Begitulah seorang Muslim diharapkan. Ia mesti menjadi manusia yang utuh atau integral di segala sisinya; tidak bertentangan antara kata dan amal, serta tidak bertentangan antara perilaku dan pikiran. Seorang Muslim hendaklah menjadi manusia yang seirama antara hati, lisan, dan laku; sebagaimana tersatukan antara akal, pikiran, dan kehendaknya; serta seimbang antara ruh dan jasad. Ia mengatakan apa yang diyakini, sehingga ketika keyakinannya tercermin dalam raganya maka akan tegak niatnya dan kepribadiannya. Dengan demikian ia tidak dikuasai syahwat, tidak terjatuh pada bid'ah, dan tidak cenderung pada kenikmatan; sebab titik tolak segala urusannya adalah syariat Allah.

Adapun kecenderungan itu ada tiga macam. Pertama, kecenderungan pada kebenaran. Kedua, kecenderungan umum pada kebenaran ataupun kebatilan (sebagaimana yang dimaksud hadits ini). Ketiga, kecenderungan pada jiwa (maka tergantung pemilik jiwanya). Yang terakhir adalah yang banyak digunakan, karena secara umum jiwa itu berlawanan dengan kebenaran.

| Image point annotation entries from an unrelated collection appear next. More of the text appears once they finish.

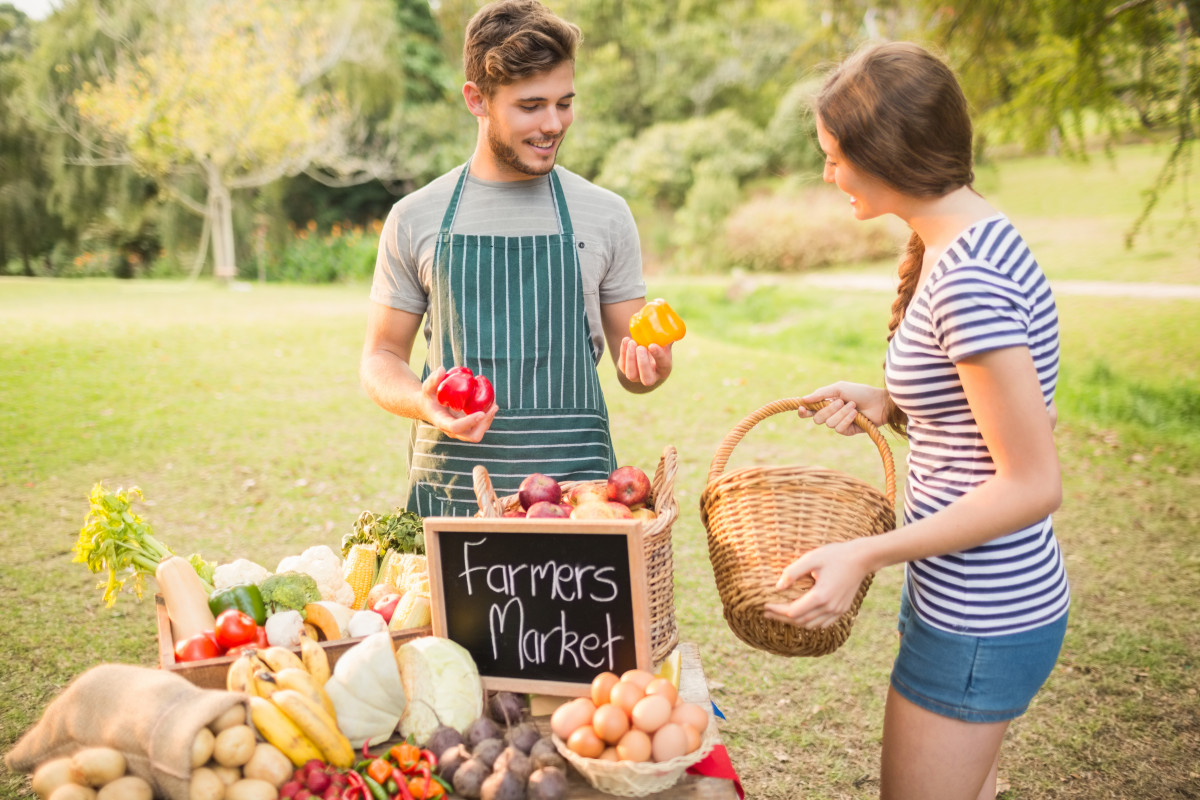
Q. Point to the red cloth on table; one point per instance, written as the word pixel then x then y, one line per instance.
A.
pixel 718 764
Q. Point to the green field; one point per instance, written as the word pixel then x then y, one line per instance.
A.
pixel 240 415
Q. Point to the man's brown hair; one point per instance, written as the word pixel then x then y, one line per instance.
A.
pixel 511 40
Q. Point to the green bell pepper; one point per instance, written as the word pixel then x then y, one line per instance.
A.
pixel 244 596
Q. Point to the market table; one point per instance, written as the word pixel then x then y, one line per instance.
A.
pixel 693 689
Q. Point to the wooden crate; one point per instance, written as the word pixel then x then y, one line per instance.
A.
pixel 210 673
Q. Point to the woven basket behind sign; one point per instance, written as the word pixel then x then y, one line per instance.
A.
pixel 655 543
pixel 762 518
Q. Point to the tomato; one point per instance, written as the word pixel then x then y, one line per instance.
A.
pixel 196 648
pixel 481 396
pixel 454 390
pixel 235 627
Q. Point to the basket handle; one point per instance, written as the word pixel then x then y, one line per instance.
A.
pixel 790 404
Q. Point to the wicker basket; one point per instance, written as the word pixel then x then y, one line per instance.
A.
pixel 655 545
pixel 637 779
pixel 762 518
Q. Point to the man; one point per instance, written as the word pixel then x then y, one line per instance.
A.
pixel 522 271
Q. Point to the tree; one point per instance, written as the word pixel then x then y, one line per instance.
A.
pixel 225 95
pixel 1049 72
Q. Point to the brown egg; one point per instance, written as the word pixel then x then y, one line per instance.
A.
pixel 665 687
pixel 610 722
pixel 669 741
pixel 586 743
pixel 571 716
pixel 639 677
pixel 652 713
pixel 691 714
pixel 634 746
pixel 601 686
pixel 625 696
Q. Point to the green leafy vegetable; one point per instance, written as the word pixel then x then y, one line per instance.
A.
pixel 401 530
pixel 288 591
pixel 115 540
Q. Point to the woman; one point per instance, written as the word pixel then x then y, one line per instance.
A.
pixel 970 377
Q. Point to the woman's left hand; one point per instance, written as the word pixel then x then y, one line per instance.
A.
pixel 838 570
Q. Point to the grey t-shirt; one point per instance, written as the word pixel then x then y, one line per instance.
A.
pixel 609 248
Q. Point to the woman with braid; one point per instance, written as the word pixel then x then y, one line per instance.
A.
pixel 971 367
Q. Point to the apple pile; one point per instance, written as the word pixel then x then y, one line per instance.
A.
pixel 624 495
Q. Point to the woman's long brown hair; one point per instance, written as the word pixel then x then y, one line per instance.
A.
pixel 899 114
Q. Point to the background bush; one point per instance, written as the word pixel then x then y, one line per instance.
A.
pixel 799 229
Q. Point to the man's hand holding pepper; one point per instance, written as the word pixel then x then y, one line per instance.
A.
pixel 456 425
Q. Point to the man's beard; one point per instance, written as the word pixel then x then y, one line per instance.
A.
pixel 509 157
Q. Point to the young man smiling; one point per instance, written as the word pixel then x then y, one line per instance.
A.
pixel 522 271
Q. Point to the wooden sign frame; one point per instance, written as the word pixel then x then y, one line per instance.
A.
pixel 628 534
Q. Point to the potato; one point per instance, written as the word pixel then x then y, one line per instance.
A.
pixel 51 775
pixel 131 787
pixel 73 792
pixel 502 786
pixel 268 764
pixel 202 747
pixel 547 783
pixel 228 775
pixel 468 779
pixel 252 788
pixel 96 765
pixel 205 785
pixel 235 715
pixel 234 746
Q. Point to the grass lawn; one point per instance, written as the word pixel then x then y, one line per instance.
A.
pixel 240 416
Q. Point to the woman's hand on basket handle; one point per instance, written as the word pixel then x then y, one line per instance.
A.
pixel 838 570
pixel 846 401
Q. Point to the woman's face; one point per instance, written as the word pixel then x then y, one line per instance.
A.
pixel 869 196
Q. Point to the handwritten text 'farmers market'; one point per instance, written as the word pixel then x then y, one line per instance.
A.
pixel 564 583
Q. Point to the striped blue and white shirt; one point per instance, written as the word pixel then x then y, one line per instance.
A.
pixel 985 293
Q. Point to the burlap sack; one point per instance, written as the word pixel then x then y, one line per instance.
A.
pixel 150 715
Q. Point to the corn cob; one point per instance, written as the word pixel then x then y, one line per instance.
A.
pixel 359 571
pixel 412 611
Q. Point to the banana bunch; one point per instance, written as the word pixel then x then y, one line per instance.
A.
pixel 288 703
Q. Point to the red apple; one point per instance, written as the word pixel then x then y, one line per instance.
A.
pixel 629 486
pixel 582 493
pixel 546 509
pixel 387 606
pixel 539 487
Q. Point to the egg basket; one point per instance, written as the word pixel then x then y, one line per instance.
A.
pixel 637 779
pixel 762 518
pixel 655 543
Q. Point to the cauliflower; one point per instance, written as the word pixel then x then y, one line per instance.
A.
pixel 323 564
pixel 239 571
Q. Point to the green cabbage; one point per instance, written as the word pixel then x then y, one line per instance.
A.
pixel 442 685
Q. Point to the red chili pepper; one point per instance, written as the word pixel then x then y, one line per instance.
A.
pixel 406 756
pixel 402 785
pixel 379 770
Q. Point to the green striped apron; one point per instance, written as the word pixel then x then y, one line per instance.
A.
pixel 511 308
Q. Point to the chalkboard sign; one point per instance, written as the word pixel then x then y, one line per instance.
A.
pixel 541 605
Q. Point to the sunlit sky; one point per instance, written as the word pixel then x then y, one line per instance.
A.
pixel 35 8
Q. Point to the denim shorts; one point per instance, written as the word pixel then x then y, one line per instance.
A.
pixel 972 678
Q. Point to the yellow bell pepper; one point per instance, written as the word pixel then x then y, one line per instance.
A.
pixel 657 324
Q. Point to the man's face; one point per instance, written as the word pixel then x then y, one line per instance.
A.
pixel 527 121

Para pengikut hawa nafsu akan menjadi ahli maksiat, ahli bid'ah, dan penolak kebenaran. Sehingga agar tidak terjatuh pada hawa nafsu, maka inilah pesan hadits tersebut : (1) Seharusnya beramal sesuai Kitab dan sunnah; (2) Kejujuran lisan tanpa amal adalah tanda Fasiq, kejujuran lisan dan amal tanpa keyakinan adalah tanda munafiq, dan yang saling bertentangan antara semuanya adalah tanda kekufuran; (3) Keimanan menghendaki adanya pembelaan pada sunnah Rasulullah.